Aussi, au sein des unités d’hospitalisation pour les personnes psychotiques stabilisées (avec des symptômes moins intenses), une synergie à base d’HE d’agrumes et de camomille noble mélangée à un solvant sans alcool est diffusée dans des espaces dits d’apaisement. Ces salles, dont la porte reste ouverte, sont équipées de poufs, matelas, musique douce, d’un variateur d’intensité lumineuse et de livres. Elles permettent aux patients de s’isoler et de retrouver leur calme en cas de signes de perte de contrôle. « La diffusion d’HE contribue à les apaiser, confirme Julie Bellanger. Hélas, beaucoup ne peuvent bénéficier de ce protocole car ils sont épileptiques. Quant aux patients extrêmement délirants, leurs sensations corporelles et olfactives sont différentes des nôtres. Introduire des odeurs peut parfois alimenter leurs idées délirantes ». Afin que les protocoles puissent bénéficier aussi à ces malades, les infirmières réfléchissent à l’introduction d’hydrolats, exempts de contre-indications.
Satisfaction patients-soignants
Depuis la mise en place des protocoles, des questionnaires de satisfaction sont distribués aux soignants et aux patients. « Dans 90 % des cas, ces derniers souhaitent poursuivre l’aromathérapie à la fin du protocole, se félicite la professionnelle. Ils s’approprient le rituel d’humer les huiles essentielles. Ma collègue Aurélie Mariano a aussi remarqué une diminution des tics et de l’agitation : ils rongent moins leurs ongles, bougent moins les jambes, se touchent moins les cheveux ». D’après le retour des soignants, « l’aromathérapie semble adoucir leur relation avec les patients, notamment en cas d’hospitalisation sous contrainte où il y a parfois de la confrontation ».
Quant à l’objectif de diminution des benzodiazépines, il est trop tôt pour savoir si les HE le permettent, d’après l’infirmière. « On manque de temps pour analyser l’évolution des ordonnances, mais on constate déjà que l’aromathérapie permet de ne pas augmenter le dosage de ces médicaments ». De ce côté-là aussi, l’emploi des huiles essentielles change la donne.

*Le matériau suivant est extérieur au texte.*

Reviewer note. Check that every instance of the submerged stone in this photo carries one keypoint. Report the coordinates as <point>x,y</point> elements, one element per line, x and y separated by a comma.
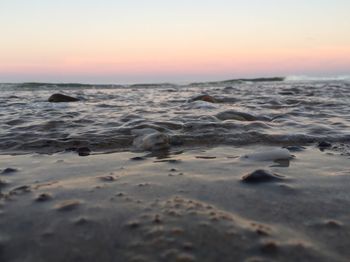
<point>9,170</point>
<point>205,98</point>
<point>235,115</point>
<point>83,151</point>
<point>324,144</point>
<point>57,98</point>
<point>261,176</point>
<point>151,142</point>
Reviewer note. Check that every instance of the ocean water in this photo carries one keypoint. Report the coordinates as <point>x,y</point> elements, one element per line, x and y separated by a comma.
<point>272,113</point>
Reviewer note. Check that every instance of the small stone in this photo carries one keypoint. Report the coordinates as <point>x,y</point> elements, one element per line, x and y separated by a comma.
<point>43,197</point>
<point>57,98</point>
<point>260,176</point>
<point>83,151</point>
<point>295,148</point>
<point>269,247</point>
<point>185,258</point>
<point>20,189</point>
<point>81,221</point>
<point>133,224</point>
<point>206,98</point>
<point>9,170</point>
<point>324,144</point>
<point>157,219</point>
<point>137,158</point>
<point>68,205</point>
<point>107,178</point>
<point>2,183</point>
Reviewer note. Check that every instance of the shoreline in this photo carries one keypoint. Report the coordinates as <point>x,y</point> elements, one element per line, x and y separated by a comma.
<point>191,206</point>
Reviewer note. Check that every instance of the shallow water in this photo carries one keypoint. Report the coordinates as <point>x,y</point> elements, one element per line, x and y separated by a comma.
<point>280,113</point>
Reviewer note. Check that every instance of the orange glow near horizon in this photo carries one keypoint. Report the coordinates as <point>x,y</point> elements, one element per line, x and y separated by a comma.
<point>117,39</point>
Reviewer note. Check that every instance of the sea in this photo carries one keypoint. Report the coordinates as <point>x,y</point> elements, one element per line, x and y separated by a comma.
<point>267,111</point>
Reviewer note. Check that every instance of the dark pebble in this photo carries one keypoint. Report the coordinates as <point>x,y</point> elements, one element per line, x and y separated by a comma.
<point>20,189</point>
<point>68,205</point>
<point>43,197</point>
<point>294,148</point>
<point>260,176</point>
<point>171,161</point>
<point>324,144</point>
<point>137,158</point>
<point>2,183</point>
<point>83,151</point>
<point>107,178</point>
<point>57,98</point>
<point>9,170</point>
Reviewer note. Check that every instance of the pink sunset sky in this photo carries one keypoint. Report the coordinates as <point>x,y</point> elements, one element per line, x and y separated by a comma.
<point>154,41</point>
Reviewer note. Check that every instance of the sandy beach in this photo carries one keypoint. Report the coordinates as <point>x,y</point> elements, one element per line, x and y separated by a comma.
<point>189,205</point>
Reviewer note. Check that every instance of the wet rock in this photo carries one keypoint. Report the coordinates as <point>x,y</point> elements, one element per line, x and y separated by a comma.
<point>324,144</point>
<point>57,98</point>
<point>68,205</point>
<point>294,148</point>
<point>107,178</point>
<point>138,158</point>
<point>151,142</point>
<point>205,98</point>
<point>3,183</point>
<point>81,221</point>
<point>83,151</point>
<point>261,176</point>
<point>9,170</point>
<point>43,197</point>
<point>20,190</point>
<point>235,115</point>
<point>269,155</point>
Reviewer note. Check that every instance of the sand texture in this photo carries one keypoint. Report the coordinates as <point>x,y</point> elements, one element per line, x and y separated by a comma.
<point>190,205</point>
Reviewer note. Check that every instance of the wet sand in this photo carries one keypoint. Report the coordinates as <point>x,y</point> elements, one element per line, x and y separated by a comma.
<point>190,206</point>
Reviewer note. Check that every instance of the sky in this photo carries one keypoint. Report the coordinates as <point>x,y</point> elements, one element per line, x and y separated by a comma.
<point>133,41</point>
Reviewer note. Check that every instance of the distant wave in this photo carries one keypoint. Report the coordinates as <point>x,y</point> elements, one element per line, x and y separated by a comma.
<point>318,78</point>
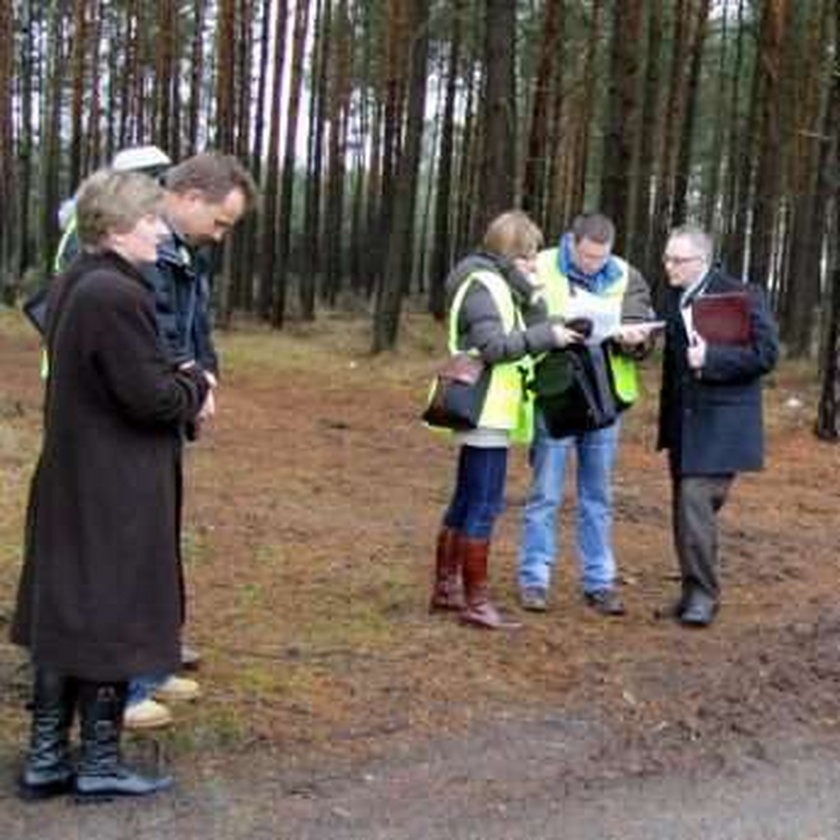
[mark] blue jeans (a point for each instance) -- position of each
(479, 491)
(142, 688)
(595, 453)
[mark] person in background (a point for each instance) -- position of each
(583, 278)
(100, 595)
(492, 300)
(710, 414)
(205, 196)
(150, 160)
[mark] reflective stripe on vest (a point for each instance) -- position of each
(506, 405)
(69, 232)
(556, 297)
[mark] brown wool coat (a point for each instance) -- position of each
(100, 595)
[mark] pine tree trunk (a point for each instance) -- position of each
(268, 280)
(287, 188)
(498, 117)
(398, 261)
(622, 128)
(773, 31)
(640, 251)
(535, 180)
(441, 237)
(317, 104)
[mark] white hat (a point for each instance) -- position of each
(140, 157)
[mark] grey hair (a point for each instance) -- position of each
(698, 237)
(113, 202)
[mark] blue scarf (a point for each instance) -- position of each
(595, 283)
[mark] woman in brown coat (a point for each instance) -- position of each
(100, 597)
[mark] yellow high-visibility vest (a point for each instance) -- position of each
(557, 293)
(508, 405)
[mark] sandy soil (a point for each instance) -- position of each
(335, 707)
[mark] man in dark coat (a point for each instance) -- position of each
(100, 598)
(710, 414)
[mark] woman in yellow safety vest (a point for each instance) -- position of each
(497, 312)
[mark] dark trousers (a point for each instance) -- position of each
(696, 501)
(479, 491)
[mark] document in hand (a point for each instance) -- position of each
(722, 318)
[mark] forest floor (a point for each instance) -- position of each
(336, 707)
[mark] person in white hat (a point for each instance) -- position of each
(147, 159)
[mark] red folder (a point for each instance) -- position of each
(722, 318)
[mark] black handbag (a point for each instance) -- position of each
(458, 393)
(573, 391)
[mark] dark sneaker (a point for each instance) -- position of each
(534, 598)
(604, 601)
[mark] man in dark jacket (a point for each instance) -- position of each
(205, 196)
(710, 417)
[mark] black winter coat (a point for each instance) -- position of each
(712, 424)
(100, 595)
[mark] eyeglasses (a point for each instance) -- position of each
(670, 258)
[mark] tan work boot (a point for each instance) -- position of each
(175, 689)
(147, 714)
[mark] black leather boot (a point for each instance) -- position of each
(48, 770)
(101, 775)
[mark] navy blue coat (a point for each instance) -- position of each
(181, 280)
(711, 424)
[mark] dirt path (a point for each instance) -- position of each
(335, 707)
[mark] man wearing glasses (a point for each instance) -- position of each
(710, 417)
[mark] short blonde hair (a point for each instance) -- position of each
(513, 234)
(113, 202)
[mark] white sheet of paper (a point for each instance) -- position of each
(603, 312)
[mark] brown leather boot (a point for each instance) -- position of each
(479, 611)
(448, 591)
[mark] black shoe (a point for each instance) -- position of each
(604, 601)
(699, 611)
(119, 781)
(48, 770)
(101, 775)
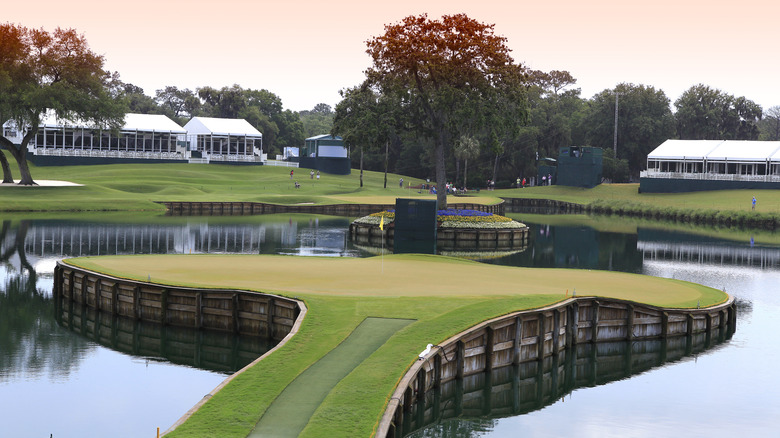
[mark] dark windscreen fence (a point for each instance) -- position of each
(415, 226)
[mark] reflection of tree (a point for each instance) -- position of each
(457, 427)
(28, 331)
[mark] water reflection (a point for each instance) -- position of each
(207, 350)
(36, 351)
(517, 390)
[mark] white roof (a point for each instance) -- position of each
(151, 122)
(743, 150)
(717, 150)
(683, 149)
(133, 122)
(217, 126)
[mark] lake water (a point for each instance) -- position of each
(140, 377)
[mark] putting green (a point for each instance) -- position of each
(442, 295)
(289, 413)
(394, 276)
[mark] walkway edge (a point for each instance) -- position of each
(295, 328)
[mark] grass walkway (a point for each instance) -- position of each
(289, 413)
(443, 296)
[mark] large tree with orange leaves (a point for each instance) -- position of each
(56, 71)
(455, 76)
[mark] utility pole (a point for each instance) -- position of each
(614, 144)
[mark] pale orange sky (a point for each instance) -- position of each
(306, 51)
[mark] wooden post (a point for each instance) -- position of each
(540, 346)
(556, 330)
(664, 324)
(594, 321)
(164, 306)
(460, 360)
(114, 299)
(689, 325)
(137, 301)
(236, 323)
(518, 341)
(574, 326)
(271, 309)
(199, 310)
(98, 286)
(421, 384)
(488, 348)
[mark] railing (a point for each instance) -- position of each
(280, 163)
(108, 154)
(708, 176)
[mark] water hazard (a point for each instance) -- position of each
(105, 375)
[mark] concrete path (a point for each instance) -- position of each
(290, 412)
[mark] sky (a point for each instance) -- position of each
(305, 51)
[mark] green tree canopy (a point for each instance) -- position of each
(318, 121)
(55, 71)
(644, 121)
(448, 72)
(705, 113)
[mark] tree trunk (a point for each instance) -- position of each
(441, 173)
(465, 173)
(7, 177)
(387, 146)
(20, 155)
(361, 167)
(495, 168)
(457, 171)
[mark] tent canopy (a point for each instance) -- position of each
(218, 126)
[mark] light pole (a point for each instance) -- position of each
(614, 143)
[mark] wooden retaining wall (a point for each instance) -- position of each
(210, 350)
(543, 206)
(242, 312)
(460, 238)
(530, 338)
(251, 208)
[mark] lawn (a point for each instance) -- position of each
(138, 187)
(443, 295)
(125, 187)
(723, 200)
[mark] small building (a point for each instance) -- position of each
(143, 137)
(697, 165)
(579, 166)
(225, 140)
(325, 153)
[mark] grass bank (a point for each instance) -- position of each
(725, 207)
(443, 295)
(140, 187)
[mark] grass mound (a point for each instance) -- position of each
(443, 295)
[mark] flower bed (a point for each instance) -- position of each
(450, 218)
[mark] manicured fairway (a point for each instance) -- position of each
(443, 295)
(289, 413)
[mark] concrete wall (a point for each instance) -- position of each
(243, 312)
(531, 337)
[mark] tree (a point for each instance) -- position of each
(705, 113)
(137, 101)
(466, 147)
(644, 122)
(317, 121)
(178, 103)
(770, 125)
(56, 71)
(364, 119)
(441, 70)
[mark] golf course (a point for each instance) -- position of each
(378, 312)
(426, 299)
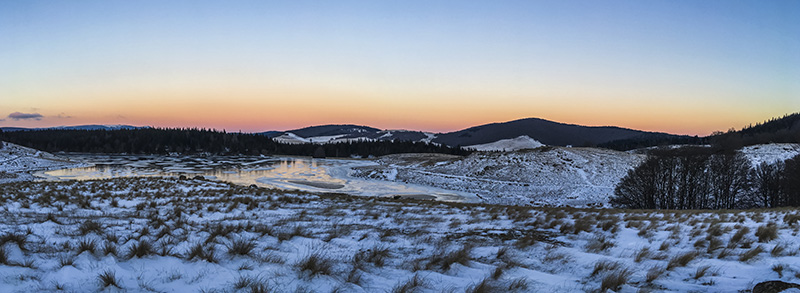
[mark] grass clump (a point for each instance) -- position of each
(700, 272)
(615, 280)
(767, 233)
(241, 247)
(376, 256)
(598, 244)
(200, 252)
(316, 264)
(140, 249)
(444, 260)
(681, 260)
(604, 266)
(89, 226)
(750, 254)
(108, 278)
(86, 245)
(411, 285)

Diminuer l’anxiété et favoriser le sommeil des patients dépressifs
Le protocole mis au point par les deux infirmières utilise un stick inhalateur préparé par la pharmacienne hospitalière (en médaillon) avec des huiles essentielles (HE) aux propriétés relaxantes reconnues. Il prévoit trois séances d’olfaction par jour.
Une formule simple, un rituel efficace
Dans un flacon de 50 ml, la pharmacienne en charge des formulations verse 5 gouttes d’HE de lavande officinale ou d’orange douce, 35 gouttes d’HE de petit grain bigarade et 60 gouttes d’HE de mandarine verte. Puis 6 gouttes du mélange sont versées sur un stick inhaleur. Ce dernier est respiré par les patients dans un environnement calme et agréable, environ 1 heure par jour (20 minutes matin, midi et soir). Ce rituel qui s’étale sur 3 semaines permet de prévenir les crises d’angoisse et induit un état de calme chez les patients sujets à une forte anxiété.